Adversarial Examples
Overview
A machine learning model can be mislead by adding a small, imperceptible perturbation to an image. This is known as adversarial examples. Studying this phenomenon is important from a safety point of view. For neural networks in particular it can also offer insights into what features models learn and what the limitations of the learned representations are.
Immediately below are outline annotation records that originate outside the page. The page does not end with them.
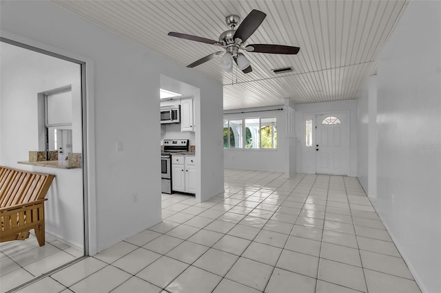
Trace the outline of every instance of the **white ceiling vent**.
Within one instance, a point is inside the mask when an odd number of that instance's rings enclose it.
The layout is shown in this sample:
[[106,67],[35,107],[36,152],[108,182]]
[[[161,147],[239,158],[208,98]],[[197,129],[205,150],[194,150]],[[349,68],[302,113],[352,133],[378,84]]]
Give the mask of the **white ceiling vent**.
[[283,73],[292,72],[292,67],[279,68],[278,69],[273,69],[273,72],[276,74],[280,74]]

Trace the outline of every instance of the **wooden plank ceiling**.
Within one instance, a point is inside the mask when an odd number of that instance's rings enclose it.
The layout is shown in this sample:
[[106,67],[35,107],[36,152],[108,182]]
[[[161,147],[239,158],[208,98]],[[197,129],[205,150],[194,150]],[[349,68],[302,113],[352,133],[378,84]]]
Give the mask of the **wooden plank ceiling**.
[[[183,65],[218,49],[168,36],[218,40],[225,17],[267,14],[248,43],[300,47],[297,55],[245,52],[253,72],[225,72],[220,56],[192,69],[224,85],[224,109],[356,98],[409,0],[64,1],[52,2]],[[271,69],[291,67],[276,75]]]

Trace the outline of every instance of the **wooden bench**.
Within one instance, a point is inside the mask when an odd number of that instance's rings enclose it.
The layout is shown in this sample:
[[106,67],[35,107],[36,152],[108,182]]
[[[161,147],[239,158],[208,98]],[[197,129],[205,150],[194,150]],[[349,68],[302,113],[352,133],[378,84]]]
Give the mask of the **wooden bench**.
[[0,242],[24,240],[34,229],[45,244],[44,202],[54,177],[0,166]]

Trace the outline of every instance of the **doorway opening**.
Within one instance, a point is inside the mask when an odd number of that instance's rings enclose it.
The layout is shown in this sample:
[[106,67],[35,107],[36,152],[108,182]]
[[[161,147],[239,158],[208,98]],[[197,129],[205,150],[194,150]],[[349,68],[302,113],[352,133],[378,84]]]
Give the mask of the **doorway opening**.
[[[45,197],[45,245],[39,246],[32,232],[25,241],[0,244],[0,282],[2,291],[8,291],[89,254],[85,63],[0,41],[0,164],[55,175]],[[32,164],[30,151],[46,152],[47,161],[70,156],[79,164],[65,169]],[[55,160],[51,151],[57,153]]]

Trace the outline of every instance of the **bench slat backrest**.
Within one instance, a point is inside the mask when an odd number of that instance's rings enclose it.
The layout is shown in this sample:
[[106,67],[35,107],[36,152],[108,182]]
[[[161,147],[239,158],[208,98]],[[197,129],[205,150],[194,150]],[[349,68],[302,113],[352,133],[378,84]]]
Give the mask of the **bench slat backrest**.
[[53,179],[52,175],[0,166],[0,206],[14,206],[43,199]]

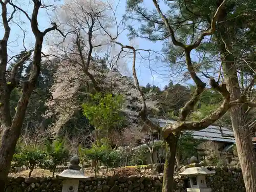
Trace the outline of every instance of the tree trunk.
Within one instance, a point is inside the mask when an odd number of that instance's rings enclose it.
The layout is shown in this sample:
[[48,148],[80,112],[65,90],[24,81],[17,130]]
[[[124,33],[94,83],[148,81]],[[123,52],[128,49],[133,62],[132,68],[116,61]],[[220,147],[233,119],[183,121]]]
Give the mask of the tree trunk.
[[177,165],[180,166],[180,159],[178,153],[176,153],[176,155],[175,156],[175,159],[176,159]]
[[[226,13],[223,13],[222,20],[226,20]],[[232,52],[230,46],[231,40],[229,38],[225,22],[219,25],[220,34],[218,34],[220,36],[218,39],[225,80],[230,92],[231,100],[236,100],[241,98],[241,93],[235,59],[234,56],[229,53]],[[221,35],[226,45],[222,42]],[[248,126],[245,114],[245,108],[244,104],[232,106],[230,109],[230,113],[245,188],[246,191],[256,192],[256,156],[252,144],[251,131]]]
[[165,139],[167,143],[166,155],[163,172],[162,192],[173,192],[174,190],[174,164],[179,137],[179,134],[172,133]]
[[153,150],[151,150],[150,151],[150,163],[151,164],[154,164],[154,151]]
[[[241,92],[236,69],[228,62],[224,66],[225,81],[229,88],[230,98],[232,100],[239,99]],[[245,188],[247,191],[256,192],[256,157],[244,105],[232,106],[230,113]]]

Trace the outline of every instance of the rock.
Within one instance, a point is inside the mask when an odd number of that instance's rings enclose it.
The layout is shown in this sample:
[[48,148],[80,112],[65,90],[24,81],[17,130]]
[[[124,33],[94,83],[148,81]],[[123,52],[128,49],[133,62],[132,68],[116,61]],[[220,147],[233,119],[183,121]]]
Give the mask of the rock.
[[118,178],[118,182],[119,183],[125,183],[127,180],[127,178],[126,177],[122,176]]
[[119,187],[117,185],[114,185],[110,189],[111,192],[118,192],[119,190]]
[[12,192],[12,187],[10,186],[5,189],[5,192]]
[[103,185],[102,187],[103,192],[108,192],[110,190],[110,187],[108,185]]
[[39,181],[37,180],[36,178],[34,178],[33,177],[29,177],[25,178],[25,182],[28,184],[31,184],[32,183],[37,183],[39,182]]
Put differently, the existence of adversarial examples shows that vision systems live in a very different world.
This project is a review of selected references to present the current state (year 2020) of research of that topic. To learn more about how they work we implement selected attack methods in Jupyter notebooks and explain the steps. We then compare the effectiveness of these attacks in the results section.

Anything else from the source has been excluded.